Visually, the Viterbi algorithm’s operation can be represented using a trellis diagram . The Viterbi path is essentially the shortest, or most probable, path through this entire structure.

Extensions

The Viterbi algorithm isn’t the end of the line. There are generalizations and modifications that broaden its applicability. One such extension is the max-sum algorithm, also known as the max-product algorithm. This more general form can determine the most likely assignment of values to latent variables within complex graphical models , such as Bayesian networks , Markov random fields , and conditional random fields . The underlying structure of these variables needs to have some resemblance to an HMM, often with a limited number of connections and a degree of linear organization. This general algorithm employs a “message passing” technique, conceptually similar to the belief propagation algorithm, which itself is an extension of the forward-backward algorithm .
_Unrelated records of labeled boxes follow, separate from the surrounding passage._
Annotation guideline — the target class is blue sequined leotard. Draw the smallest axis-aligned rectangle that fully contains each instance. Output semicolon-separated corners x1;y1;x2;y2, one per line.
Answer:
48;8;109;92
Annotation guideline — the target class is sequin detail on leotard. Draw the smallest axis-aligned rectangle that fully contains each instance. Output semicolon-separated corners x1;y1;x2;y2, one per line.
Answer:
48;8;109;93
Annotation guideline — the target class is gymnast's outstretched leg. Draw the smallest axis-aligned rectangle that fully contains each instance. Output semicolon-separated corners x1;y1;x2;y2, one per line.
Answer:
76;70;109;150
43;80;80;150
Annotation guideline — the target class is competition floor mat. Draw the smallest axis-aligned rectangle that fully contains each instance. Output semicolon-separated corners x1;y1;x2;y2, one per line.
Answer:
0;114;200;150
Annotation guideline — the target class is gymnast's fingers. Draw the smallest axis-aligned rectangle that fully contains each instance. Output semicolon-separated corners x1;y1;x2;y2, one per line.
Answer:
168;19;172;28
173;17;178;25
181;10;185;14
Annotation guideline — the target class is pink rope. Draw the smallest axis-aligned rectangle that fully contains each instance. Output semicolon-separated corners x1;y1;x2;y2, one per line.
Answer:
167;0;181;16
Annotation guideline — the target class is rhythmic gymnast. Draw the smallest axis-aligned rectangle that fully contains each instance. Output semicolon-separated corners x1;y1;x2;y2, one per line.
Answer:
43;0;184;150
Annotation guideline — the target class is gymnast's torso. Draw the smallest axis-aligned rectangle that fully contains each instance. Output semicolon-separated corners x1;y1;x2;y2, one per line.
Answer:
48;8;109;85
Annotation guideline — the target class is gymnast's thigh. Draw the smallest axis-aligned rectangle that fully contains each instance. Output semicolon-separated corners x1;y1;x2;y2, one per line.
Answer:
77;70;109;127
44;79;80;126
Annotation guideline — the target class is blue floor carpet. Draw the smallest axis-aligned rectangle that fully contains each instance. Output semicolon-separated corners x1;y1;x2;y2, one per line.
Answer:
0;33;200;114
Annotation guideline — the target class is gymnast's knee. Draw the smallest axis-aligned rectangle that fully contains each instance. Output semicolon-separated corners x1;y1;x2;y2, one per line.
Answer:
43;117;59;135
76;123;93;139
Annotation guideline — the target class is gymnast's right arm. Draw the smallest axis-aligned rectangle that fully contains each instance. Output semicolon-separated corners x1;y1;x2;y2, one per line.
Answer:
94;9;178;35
For specific applications like turbo codes , an approach called iterative Viterbi decoding has been developed. Proposed by Qi Wang and colleagues, this method refines the decoding process by repeatedly applying a modified Viterbi algorithm. It iteratively re-estimates the “score” for filler elements until the results converge, leading to improved accuracy.

Then there’s the Lazy Viterbi algorithm, a variation designed for efficiency. In many practical scenarios, especially under moderate noise conditions, this “lazy” decoder can significantly outperform the standard Viterbi algorithm. Instead of calculating every single node in the trellis of possible outcomes, it maintains a prioritized list of nodes to evaluate. This selective approach often requires fewer computations while still yielding the correct result. However, its structure can make it more challenging to implement in hardware for parallel processing.

Soft Output Viterbi Algorithm

This section, regrettably, lacks the rigor of proper citations. It’s a glaring omission, and frankly, I’m surprised it’s still standing. If you’re going to present information, do it properly. (September 2023)

The Soft Output Viterbi Algorithm (SOVA) is a modification of the classical Viterbi algorithm. Its key distinction lies in how it processes information. SOVA employs a modified path metric that incorporates the a priori probabilities of input symbols. This allows it to produce a “soft” output, which isn’t just a hard decision but also includes a measure of the reliability of that decision.

The process begins with the selection of a “survivor path”—the most probable path through the trellis at each time instant. At every node, two branches converge: one is selected for the survivor path, and the other is discarded. The difference in the “branch metrics” (or costs) between the chosen and discarded branches provides an indication of the confidence in the decision made at that point. This difference is then accumulated over a defined window (typically several constraint lengths) to generate the soft output, essentially quantifying the certainty of the hard bit decisions made by the Viterbi algorithm.